Terlepas dari prospek yang secara keseluruhan optimistis, para analis memperkirakan fluktuasi harga yang signifikan sepanjang 2025. Survei tersebut mengungkap rentang prediksi yang lebar, dengan puncak tertinggi yang diproyeksikan mencapai $300.000 dan titik terendah di $39.500. Prediksi harga maksimum rata-rata berada di $185.000, sementara rata-rata minimum berada di sekitar $80.167, yang menyiratkan bahwa investor harus bersiap menghadapi volatilitas pasar yang besar.
Harga Bitcoin Masih Terlalu Rendah?
Mungkin aspek paling menarik dari survei ini adalah 80% ahli keuangan menganggap Bitcoin saat ini sudah “wajar” atau masih “undervalued”. Sentimen ini sangat kuat di antara 48% responden yang secara eksplisit menyatakan bahwa Bitcoin undervalued, sementara 32% menganggapnya sudah dihargai secara wajar. Hanya minoritas, yakni 20%, yang melihat kripto ini sedang overvalued pada level harga saat ini.
Josh Fraser, salah satu pendiri Origin Protocol, menyampaikan salah satu argumen paling meyakinkan soal undervaluation Bitcoin, meski ia justru memberikan prediksi harga terendah dalam survei, yaitu $39.500. “Bitcoin tetap undervalued,” tegas Fraser, dengan menarik paralel terhadap kapitalisasi pasar emas. “Kapitalisasi pasar Bitcoin yang melampaui emas (~$17T) dalam dekade berikutnya… akan membawa harga Bitcoin ke sekitar $800.000,” jelasnya, sambil menyoroti karakteristik Bitcoin yang lebih unggul dalam hal keterbagian, aksesibilitas, dan kemudahan transfer.

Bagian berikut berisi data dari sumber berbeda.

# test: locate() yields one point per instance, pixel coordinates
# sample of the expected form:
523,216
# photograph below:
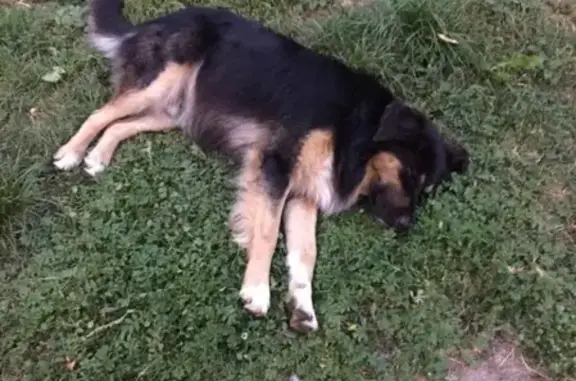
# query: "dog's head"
409,157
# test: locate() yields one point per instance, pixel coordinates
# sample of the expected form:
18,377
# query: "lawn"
132,276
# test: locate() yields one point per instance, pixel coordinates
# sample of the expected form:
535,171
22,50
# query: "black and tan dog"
308,133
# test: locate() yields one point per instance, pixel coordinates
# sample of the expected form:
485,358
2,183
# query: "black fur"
250,72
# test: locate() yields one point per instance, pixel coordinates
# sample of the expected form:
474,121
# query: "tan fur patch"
313,173
385,168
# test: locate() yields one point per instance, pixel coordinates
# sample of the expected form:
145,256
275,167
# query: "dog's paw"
256,299
66,159
299,301
94,164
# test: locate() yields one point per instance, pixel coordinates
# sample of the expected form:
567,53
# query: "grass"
133,276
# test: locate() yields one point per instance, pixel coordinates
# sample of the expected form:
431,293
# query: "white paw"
67,160
94,165
300,302
256,299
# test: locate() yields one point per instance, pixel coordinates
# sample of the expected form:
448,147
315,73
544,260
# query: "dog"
308,133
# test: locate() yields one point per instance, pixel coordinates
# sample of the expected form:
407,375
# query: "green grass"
144,253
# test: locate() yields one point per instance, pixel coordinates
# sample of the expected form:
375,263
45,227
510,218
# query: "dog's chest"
313,175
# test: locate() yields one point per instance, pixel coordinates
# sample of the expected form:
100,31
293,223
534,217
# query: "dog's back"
229,82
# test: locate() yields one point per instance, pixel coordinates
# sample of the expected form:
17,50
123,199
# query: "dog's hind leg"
300,216
165,88
255,223
100,156
130,103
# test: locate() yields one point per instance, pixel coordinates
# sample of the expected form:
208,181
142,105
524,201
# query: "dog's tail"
107,26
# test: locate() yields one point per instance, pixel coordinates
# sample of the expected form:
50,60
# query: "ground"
133,275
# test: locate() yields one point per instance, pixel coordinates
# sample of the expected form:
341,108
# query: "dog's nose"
403,223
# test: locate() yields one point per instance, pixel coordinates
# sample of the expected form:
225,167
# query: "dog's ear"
457,157
399,122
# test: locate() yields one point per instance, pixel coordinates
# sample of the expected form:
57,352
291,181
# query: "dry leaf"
447,39
70,363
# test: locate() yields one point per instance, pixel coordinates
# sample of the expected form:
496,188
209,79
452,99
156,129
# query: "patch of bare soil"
501,362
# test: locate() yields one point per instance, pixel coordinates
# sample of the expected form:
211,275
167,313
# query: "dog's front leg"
300,216
255,223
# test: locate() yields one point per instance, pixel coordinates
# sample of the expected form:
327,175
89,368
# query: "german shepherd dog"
308,133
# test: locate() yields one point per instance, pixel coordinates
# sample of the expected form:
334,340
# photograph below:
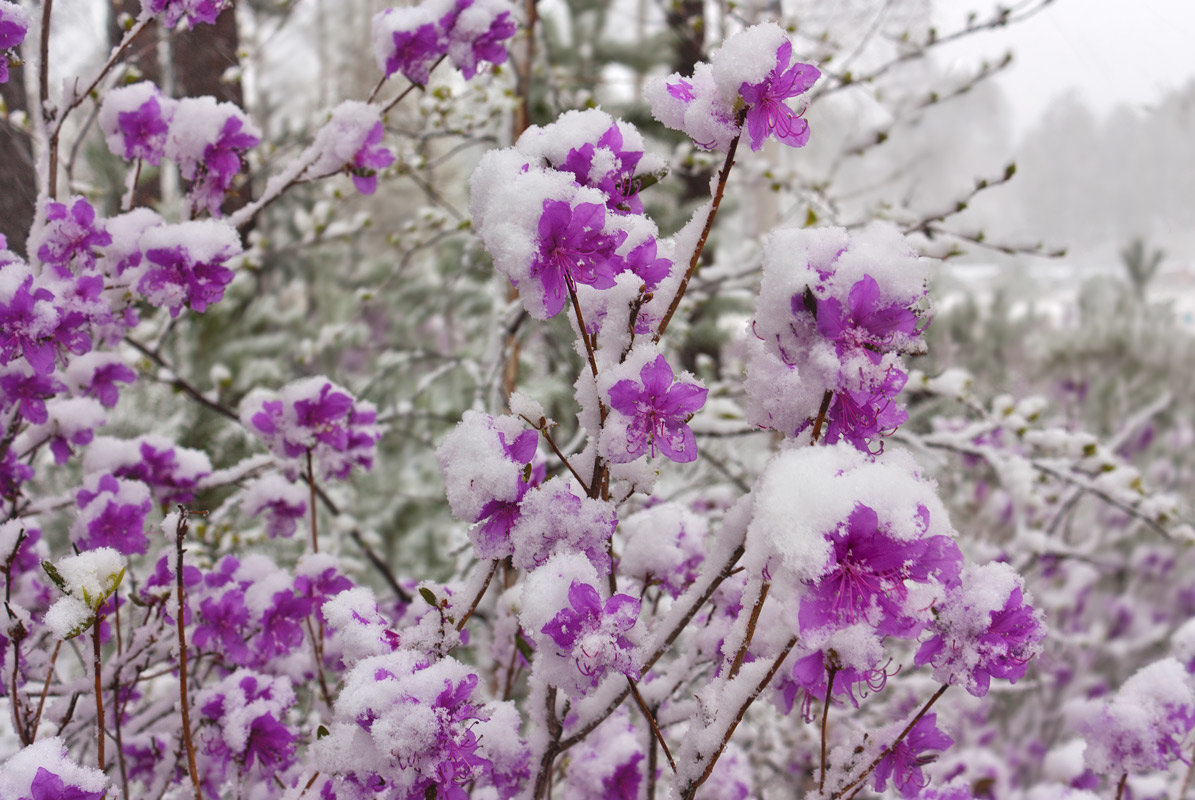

Bagaimana Nasib BTC Setelah 2025?
Seluruh ahli keuangan yang disurvei menilai tren kenaikan Bitcoin akan berlanjut melampaui 2025 karena mereka melihat aset digital ini berpotensi menyentuh $400.000 pada 2030. Proyeksi jangka panjang yang positif ini menunjukkan meningkatnya kepercayaan pasar terhadap nilai fundamental Bitcoin, yang berpotensi mengubah sistem keuangan global dalam beberapa tahun ke depan. Hal ini terjadi karena berbagai faktor, seperti pemangkasan suku bunga oleh Federal Reserve, perkembangan politik ke depan, dan keterbatasan pasokan. Semua faktor tersebut akan menjadi katalis positif bagi pertumbuhan Bitcoin, serupa dengan bagaimana kampanye pemilu pro-kripto Trump dan penunjukan pejabat terkait memicu reli harga tahun lalu.
Investor Perlu Menentukan Posisi dengan Hati-hati
Meski sebagian besar ahli keuangan berpendapat bahwa Bitcoin akan mengalami apresiasi harga yang signifikan tahun ini, mereka tetap meminta investor kripto untuk mengambil pendekatan yang berhati-hati. Ini terutama disebabkan oleh volatilitas harga BTC yang melekat.
Rentang prediksi harga Bitcoin yang luas, dari $60.000 hingga $275.000, mencerminkan pentingnya penentuan posisi strategis dan manajemen risiko oleh para trader kripto seiring berkembangnya kerangka regulasi dan terus tumbuhnya adopsi institusional. Bergantung pada faktor-faktor ini, trajektori harga Bitcoin pada 2025 akan berfluktuasi, yang sekaligus menjadi tantangan dan peluang menarik bagi pelaku pasar.